SOUTH Cumbria has seen whole industries – such as mining and iron and steel production - disappear through the decades with little left to show they were ever there.

An insight into how Walney’s former salt industry would have been operated is provided by a £10m preservation project in Cheshire.

Little survives of the Walney Salt Works – which closed in 1909 – but the Lion Salt Works, at Marston, near Northwich, is now attracting thousands of visitors to see how a basic of daily life used to be made.

Walney salt was a chance discovery in the late 1880s when bore holes were sunk in search of coal south of Biggar village.

After a few false starts, large-scale production started in 1897 with a complex of buildings which included an evaporating plant and 24 salt pans.

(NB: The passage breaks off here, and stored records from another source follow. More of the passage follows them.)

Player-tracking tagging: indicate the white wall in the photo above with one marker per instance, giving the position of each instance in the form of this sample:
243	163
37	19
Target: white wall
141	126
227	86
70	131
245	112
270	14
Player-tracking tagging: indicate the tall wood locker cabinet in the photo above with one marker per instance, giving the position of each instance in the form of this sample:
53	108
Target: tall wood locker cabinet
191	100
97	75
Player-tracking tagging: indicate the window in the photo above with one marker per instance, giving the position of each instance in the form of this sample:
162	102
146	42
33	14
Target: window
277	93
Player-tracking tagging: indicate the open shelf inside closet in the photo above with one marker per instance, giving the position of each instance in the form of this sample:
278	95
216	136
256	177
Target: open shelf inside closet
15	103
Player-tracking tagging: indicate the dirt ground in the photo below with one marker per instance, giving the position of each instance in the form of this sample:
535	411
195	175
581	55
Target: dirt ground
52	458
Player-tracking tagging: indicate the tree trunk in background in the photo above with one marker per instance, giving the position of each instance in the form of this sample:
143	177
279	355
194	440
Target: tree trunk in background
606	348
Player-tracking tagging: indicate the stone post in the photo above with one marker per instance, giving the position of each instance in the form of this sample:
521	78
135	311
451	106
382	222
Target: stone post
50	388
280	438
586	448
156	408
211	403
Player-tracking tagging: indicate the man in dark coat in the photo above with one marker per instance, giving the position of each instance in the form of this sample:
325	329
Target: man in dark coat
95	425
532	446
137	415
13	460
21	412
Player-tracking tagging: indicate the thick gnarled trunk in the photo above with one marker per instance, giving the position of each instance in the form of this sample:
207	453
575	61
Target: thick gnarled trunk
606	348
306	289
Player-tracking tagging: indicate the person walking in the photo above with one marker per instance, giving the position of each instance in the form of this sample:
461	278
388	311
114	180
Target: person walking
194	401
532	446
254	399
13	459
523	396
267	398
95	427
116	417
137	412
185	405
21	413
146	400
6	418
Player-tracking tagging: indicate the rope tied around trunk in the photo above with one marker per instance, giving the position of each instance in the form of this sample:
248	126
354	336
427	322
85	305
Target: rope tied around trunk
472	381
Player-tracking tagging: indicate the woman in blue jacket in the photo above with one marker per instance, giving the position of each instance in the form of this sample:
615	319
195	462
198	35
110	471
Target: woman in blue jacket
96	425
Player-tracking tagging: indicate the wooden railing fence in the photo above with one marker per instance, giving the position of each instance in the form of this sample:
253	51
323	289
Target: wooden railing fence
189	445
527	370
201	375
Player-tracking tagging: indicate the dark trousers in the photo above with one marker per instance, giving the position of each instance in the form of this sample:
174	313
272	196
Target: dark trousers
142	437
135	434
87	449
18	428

The site was capable of producing 50,000 tons of salt a year.

Salt has been made at a variety of places on the Cumberland and North Lancashire coast, such as Millom, Ulverston and Piel island – mostly by letting sea water dry out naturally in ponds.

The Lion Salt Works was opened in 1894 by John Thompson Junior and his son Henry in the coal yard of the Red Lion Hotel.

It closed in 1986 and the only surviving open pan salt works in Cheshire has now been restored in a project supported by the Heritage Lottery fund.

It opened to the public in June last year.

Outiside is a steam-powered pump, referred to as a “nodding donkey”, which pumped a salt-rich solution of brine from a depth of 40m.

The brine was sent to pan houses – a timber shed covering a large iron salt pan which was heated from beneath.

As the water evaporated, pure salt crystals started to form.

The pans were in use 24 hours a day, six days a week and cleaned on the seventh day.

Lumpmen, who worked stripped to the waist, raked out and lifted the still wet salt into tubs and took it to the stove house, or hot house.

A two-week process fully dried out the lumps before they could go to a warehouse, ready to be cut, crushed and packed for customers all over the world.

A crushing mill with two pairs of large-toothed barrels would reduce blocks to use as table salt.

The Lion Salt Works took one ton of coal to make two tons of salt from brine which was eight times saltier than sea water and was pumped to the surface from layers of natural rock salt.

This was laid down during the Triassic period from 225 to 190 million years ago when the area would have been a vast, shallow, inland sea.

The Lion Salt Works, on Ollershaw Lane, Marston, near Northwich is open Tuesday to Sunday from 10.30am to 5pm and from November until 4pm.